Two decades ago, working as a high-altitude mountaineering guide in the Andes, experiencing the mountains’ majesty and the regalness of the rainforest as well as its rampant destruction, the trajectory of Alexiades’s life was clarified. His immersion experiences steered him to acquire his master’s degree and his Ph.D. His goal now is to research the whole Guapiaçu watershed, comparing the quality of its water today with the improved water quality that’s certain to come.
Badonie, a Yakama tribal member with Navajo Nation roots, said her time at the reserve is already helping clarify her path.
“For me, it hits home because native lands were disturbed by agriculture, and that’s something from which we can never turn back.
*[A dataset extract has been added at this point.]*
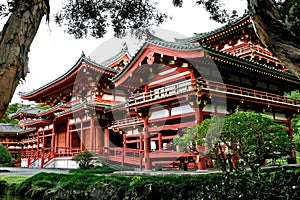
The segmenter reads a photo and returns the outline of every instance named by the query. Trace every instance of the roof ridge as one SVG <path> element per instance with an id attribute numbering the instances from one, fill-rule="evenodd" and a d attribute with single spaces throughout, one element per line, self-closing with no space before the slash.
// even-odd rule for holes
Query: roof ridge
<path id="1" fill-rule="evenodd" d="M 175 41 L 179 42 L 179 43 L 196 42 L 197 40 L 204 39 L 205 37 L 207 37 L 209 35 L 212 35 L 212 34 L 215 34 L 219 31 L 225 30 L 228 27 L 231 27 L 234 24 L 237 24 L 237 23 L 247 19 L 248 17 L 250 17 L 250 15 L 248 13 L 245 13 L 243 16 L 239 17 L 238 19 L 236 19 L 234 21 L 231 21 L 231 22 L 228 22 L 224 26 L 221 26 L 221 27 L 219 27 L 215 30 L 208 31 L 208 32 L 203 32 L 203 33 L 196 33 L 194 36 L 191 36 L 191 37 L 188 37 L 188 38 L 175 38 Z"/>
So if I can take something of what I’ve experienced to the tribes, that will mean a lot.”
Mendoza wants to teach science and inspire younger generations to enjoy it, pursue its study and change the world.
“I can tell them this is what I got to do in Brazil, to help people with their land and their lives,” she said. “This is what you can do in an internship.”
“I think I can inspire them, like I’ve been inspired. The world needs this work and the people who are doing it.”